Task Design and Pupil Dilation Signal.

A. Upper part: Baseline-corrected change in pupil dilation during a trial (mean signal and 95% confidence intervals estimated with a Local Polynomial regression). The grey-shaded area indicates the baseline and the unshaded area indicates the time-window of interest, in which infants can predict whether they will receive information. Lower part: Informative and uninformative trials. After a fixation stimulus, 4 identical static shapes (i.e., the cue) were presented. The border type of the shapes (pointy vs. smooth) predicted whether their following movement was informative. In informative trials, all four shapes moved to one corner of the screen signalling the location of the reward. In uninformative trials, each shape moved to a different corner of the screen. After the shapes moved back to the centre and glowed up twice, a cartoon animal was presented as reward. B. Example of the cues presented in the first 25 trials. Border type and colours were counterbalanced across participants. After 17 trials, new shapes were added. From that moment onwards, on each trial either familiar or novel shapes were presented as cues.

Pupil dilation during informative and uninformative events.

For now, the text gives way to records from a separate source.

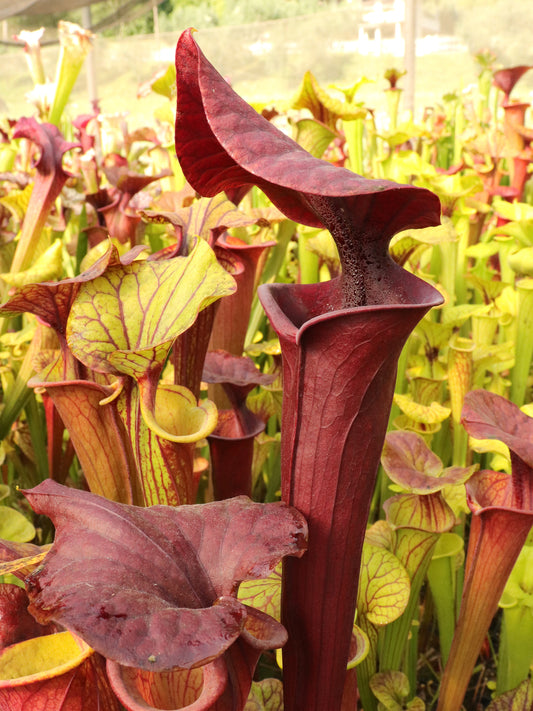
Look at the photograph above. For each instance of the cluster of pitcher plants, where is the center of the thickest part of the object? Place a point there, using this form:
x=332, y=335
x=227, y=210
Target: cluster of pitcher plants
x=266, y=392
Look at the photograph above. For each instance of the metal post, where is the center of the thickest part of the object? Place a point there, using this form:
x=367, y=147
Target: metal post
x=156, y=20
x=90, y=60
x=410, y=54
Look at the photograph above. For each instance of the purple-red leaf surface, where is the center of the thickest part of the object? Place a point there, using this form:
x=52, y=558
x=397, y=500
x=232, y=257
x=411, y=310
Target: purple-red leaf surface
x=223, y=143
x=155, y=588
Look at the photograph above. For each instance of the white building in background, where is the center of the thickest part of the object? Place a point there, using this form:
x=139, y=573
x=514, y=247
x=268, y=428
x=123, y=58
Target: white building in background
x=382, y=31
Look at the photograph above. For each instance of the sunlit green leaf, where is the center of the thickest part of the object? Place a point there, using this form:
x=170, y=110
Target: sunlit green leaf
x=384, y=586
x=135, y=312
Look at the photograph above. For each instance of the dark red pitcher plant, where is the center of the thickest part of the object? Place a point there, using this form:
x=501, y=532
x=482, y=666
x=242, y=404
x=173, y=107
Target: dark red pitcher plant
x=340, y=343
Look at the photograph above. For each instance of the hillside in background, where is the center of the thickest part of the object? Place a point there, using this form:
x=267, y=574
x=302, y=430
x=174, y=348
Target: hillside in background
x=265, y=60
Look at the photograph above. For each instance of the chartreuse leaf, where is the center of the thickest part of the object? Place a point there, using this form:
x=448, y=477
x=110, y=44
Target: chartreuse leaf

A. The Bayesian additive models estimated pupil change during the predictive time window, with informative trials in red and uninformative trials in blue. The shaded areas represent the standard error (darker) and 89% credible interval (lighter) of the estimate. The x-axis displays time in milliseconds and the y-axis shows the estimated pupil change from baseline. B. Overall, the estimated pupil change was lower for informative trials compared to uninformative trials. C. The difference between the conditions developed over trials, as infants learned which stimuli were informative. Across trials, the pupil constricted more in informative trials while it remained unchanged in uninformative trials.

Model comparison.

A. Estimated pupil change over trials as predicted by the linear and TD-learning models. The linear model is a purely statistical model, while the TD model also makes assumptions about the underlying cognitive mechanisms. The shaded areas represent the standard error (darker) and 89% credible interval (lighter) of the estimate. B. Model comparison was performed comparing waic scores. The TD model (in green) had a lower WAIC score, indicating better performance. The elpd difference (in blue) offers a direct comparison between the two models, showing that the TD-learning model was significantly better that the linear model. The errorbar represents the standard deviation of the elpd difference.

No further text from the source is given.